Enhancing Prehospital Care and Rescue Operations

These federal funds enabled the installation of four-channel VHF radios with EMS accessory groups in 78 ambulances, as well as biomedical telemetry mobile and base station radios for advanced life support (ALS) systems in the five-city area. Pager units were also purchased for rescue squads, and funds assisted in acquiring ambulances. On the Eastern Shore, a new antenna tower was erected, significantly improving EMS, fire, and law enforcement communications. Medical Anti-Shock Trousers (MAST) were distributed to each ambulance, enhancing patient stabilization during transport.

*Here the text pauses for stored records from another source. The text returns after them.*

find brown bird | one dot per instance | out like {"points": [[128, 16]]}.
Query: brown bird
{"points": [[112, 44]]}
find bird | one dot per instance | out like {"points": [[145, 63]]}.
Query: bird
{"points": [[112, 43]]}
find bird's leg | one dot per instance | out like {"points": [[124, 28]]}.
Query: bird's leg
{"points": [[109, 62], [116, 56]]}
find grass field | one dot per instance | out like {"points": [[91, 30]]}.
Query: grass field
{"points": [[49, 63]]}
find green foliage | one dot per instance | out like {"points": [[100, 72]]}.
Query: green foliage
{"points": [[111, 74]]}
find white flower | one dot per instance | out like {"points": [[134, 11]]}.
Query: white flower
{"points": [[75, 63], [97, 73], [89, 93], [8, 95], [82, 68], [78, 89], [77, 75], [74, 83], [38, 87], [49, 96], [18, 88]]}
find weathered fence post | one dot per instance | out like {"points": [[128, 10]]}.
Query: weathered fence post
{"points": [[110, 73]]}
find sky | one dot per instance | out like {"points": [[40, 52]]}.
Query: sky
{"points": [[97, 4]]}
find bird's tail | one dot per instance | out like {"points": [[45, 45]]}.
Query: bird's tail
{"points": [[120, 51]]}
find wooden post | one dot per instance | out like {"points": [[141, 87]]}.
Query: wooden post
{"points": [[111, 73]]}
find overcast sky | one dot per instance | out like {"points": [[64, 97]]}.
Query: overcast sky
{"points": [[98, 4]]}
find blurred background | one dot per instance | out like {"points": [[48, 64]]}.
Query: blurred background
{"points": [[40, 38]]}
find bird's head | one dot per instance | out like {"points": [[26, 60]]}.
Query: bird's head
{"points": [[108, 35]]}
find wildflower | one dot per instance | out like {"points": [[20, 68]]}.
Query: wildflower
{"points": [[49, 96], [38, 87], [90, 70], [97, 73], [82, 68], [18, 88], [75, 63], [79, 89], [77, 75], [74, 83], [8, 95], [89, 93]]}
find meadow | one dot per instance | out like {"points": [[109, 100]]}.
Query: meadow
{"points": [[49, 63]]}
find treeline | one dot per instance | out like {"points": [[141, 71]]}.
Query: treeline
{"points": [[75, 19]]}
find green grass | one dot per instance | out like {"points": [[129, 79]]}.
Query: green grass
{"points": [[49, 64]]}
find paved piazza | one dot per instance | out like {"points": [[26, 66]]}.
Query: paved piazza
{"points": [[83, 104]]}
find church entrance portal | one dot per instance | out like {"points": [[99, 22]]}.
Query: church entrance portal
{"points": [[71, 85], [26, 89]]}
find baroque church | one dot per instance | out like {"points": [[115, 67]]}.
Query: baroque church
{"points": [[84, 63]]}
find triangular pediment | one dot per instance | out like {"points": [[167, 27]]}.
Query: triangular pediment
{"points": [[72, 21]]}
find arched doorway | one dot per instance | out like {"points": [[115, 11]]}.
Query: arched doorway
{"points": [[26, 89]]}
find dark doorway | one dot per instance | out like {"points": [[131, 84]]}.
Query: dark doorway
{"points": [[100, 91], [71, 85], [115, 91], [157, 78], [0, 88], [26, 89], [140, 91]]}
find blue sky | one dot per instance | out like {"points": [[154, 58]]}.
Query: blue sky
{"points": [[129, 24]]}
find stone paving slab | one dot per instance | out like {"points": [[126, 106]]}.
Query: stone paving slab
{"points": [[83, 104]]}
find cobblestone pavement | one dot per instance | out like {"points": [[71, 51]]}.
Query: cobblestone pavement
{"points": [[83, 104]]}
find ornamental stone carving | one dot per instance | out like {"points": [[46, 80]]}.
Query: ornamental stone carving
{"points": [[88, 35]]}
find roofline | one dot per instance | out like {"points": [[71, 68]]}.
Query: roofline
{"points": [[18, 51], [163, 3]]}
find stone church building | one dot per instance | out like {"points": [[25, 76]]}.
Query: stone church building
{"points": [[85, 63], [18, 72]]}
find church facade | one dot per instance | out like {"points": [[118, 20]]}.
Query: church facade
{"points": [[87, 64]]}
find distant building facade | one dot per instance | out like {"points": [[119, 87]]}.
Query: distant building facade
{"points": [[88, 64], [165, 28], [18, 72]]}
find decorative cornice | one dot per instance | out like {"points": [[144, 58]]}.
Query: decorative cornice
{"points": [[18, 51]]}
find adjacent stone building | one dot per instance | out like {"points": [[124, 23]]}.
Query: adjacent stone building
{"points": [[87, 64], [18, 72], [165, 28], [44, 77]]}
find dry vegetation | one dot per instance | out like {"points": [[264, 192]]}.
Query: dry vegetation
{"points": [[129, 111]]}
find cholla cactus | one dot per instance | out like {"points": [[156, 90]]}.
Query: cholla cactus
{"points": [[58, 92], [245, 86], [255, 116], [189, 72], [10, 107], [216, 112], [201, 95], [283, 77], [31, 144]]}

The Introduction of Nightingale: Virginia’s First Medical Helicopter

In 1982, the TEMS Council introduced Nightingale, the first hospital-based helicopter ambulance in Virginia. This high-visibility ALS transport unit provided rapid medical transportation, complementing the regional ground and water-based EMS infrastructure.

The Impact of 9-1-1 on Regional Emergency Response

The introduction of the universal 9-1-1 emergency number by the region’s three largest cities significantly improved access to EMS. While facilities, vehicles, and personnel were crucial components, the success of the EMS system relied on the effective integration and coordination of these resources to ensure a seamless continuum of patient care, ultimately reducing morbidity and mortality.

Standardizing EMS Care: Protocols, Training, and Medical Control

During its first decade, the TEMS Council developed and implemented regional standards, including medical protocols, patient record forms, a drug box exchange system, and physician-directed medical control. Regional training programs for cardiac technicians and paramedics reinforced these uniform EMS care standards.

National Recognition and the Future of TEMS Council

Under the leadership of Dr. Robert D. Brickman, who served as Council President and Medical Director for six years, the TEMS Council gained national recognition as a model EMS program. His successor, Dr. Joseph T. Mullen, continued expanding on these foundational achievements. As the first decade of the Tidewater EMS Council came to a close, significant progress had been made, but ongoing advancements were necessary to meet the evolving demands of EMS in the region.